Sunday, April 13, 2008

Preparation for trip abroad

Having completed the translation, editing and publishing of a journey (entdeckung) of my father and his cousin in 1927-28, I have now chosen to try and re-trace the trip which they made around the world.

While they had a wonderful nine month continuous journey around the world, I will try to visit the same sites and countries over a series of years, and probably in a more random order. In some cases the politics and nature of the countries have changed (for the worse), and I may not be able to visit them at all. In some cases I have already been to some of the countries or locations in prior travels and may not have a chance to go back to them again.

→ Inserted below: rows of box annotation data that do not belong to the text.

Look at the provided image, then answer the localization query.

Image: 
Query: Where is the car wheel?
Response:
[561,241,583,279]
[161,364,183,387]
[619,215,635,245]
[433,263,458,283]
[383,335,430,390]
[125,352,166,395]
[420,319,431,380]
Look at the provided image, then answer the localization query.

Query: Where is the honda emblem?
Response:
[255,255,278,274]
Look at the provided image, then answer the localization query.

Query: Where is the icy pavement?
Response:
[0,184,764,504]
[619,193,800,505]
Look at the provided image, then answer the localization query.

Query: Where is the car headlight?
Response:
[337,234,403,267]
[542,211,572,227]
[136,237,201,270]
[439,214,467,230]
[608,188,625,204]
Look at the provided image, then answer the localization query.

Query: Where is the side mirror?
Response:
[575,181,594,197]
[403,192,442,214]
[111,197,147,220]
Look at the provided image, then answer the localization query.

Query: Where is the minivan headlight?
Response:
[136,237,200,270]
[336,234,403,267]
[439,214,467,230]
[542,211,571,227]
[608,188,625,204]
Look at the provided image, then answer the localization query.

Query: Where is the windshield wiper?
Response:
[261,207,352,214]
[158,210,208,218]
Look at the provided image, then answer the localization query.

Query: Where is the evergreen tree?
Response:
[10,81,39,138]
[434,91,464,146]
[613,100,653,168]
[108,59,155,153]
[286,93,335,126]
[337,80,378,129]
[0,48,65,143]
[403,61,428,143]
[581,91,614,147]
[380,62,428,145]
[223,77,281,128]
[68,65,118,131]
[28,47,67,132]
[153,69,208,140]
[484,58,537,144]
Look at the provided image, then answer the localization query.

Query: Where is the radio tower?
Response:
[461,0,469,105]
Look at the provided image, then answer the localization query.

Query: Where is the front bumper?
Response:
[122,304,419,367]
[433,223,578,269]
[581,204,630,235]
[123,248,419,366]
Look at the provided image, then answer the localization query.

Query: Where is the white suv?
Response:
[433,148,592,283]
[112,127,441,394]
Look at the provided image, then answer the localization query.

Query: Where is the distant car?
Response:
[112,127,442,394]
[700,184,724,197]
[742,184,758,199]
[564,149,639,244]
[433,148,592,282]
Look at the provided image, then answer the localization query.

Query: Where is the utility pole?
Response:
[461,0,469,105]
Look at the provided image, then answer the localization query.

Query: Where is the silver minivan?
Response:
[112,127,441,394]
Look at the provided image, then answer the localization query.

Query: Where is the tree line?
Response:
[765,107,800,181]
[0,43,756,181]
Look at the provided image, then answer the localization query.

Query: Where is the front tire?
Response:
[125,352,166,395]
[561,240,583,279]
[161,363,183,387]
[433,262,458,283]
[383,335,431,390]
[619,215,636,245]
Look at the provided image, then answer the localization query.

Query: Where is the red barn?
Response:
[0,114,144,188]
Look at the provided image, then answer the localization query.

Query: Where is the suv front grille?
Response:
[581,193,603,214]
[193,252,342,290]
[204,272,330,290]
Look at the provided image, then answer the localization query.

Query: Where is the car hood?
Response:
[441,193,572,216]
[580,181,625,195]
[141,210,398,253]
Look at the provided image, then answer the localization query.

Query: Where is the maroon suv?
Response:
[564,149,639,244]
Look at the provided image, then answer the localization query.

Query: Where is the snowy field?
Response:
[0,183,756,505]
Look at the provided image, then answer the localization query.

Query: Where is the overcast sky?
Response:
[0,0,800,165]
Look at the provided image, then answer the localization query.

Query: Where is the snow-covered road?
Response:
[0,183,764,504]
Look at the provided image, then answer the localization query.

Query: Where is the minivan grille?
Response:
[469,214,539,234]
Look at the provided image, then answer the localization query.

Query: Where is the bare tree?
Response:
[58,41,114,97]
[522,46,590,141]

But this blog which is my own journey of discovery is beginning in April 2008. Bob and I will start in Germany, the country from which my father and my uncle fled. There we will deliver to various city and state archives, copies of the diaries from 1927-28 and we will try and find the locations of the homes and offices to which the boys referred in their letters home.


Today with three days to go before departure, we are in the midst of packing - trying to figure out just what one needs to be" elegant" on the Queen Mary II, "country-club casual" on the Azamara cruise in the Adriatic, and 'citified' enough to look presentable in all the big cities we will be visiting. This is definitely not a trip for shorts and sweats since there is almost no down-time during the next weeks and with many train rides in our future, the luggage has to be light enough to haul on and off the platforms. If only we could travel like Daddy did with porters at every stop along the way who for a nominal fee, whisked the numerous pieces of luggage magically to the appropriate hotel, cabin or train car. Eighty years later, and a lot less graciously, we are still set to begin what promises to be a wonderful adventure.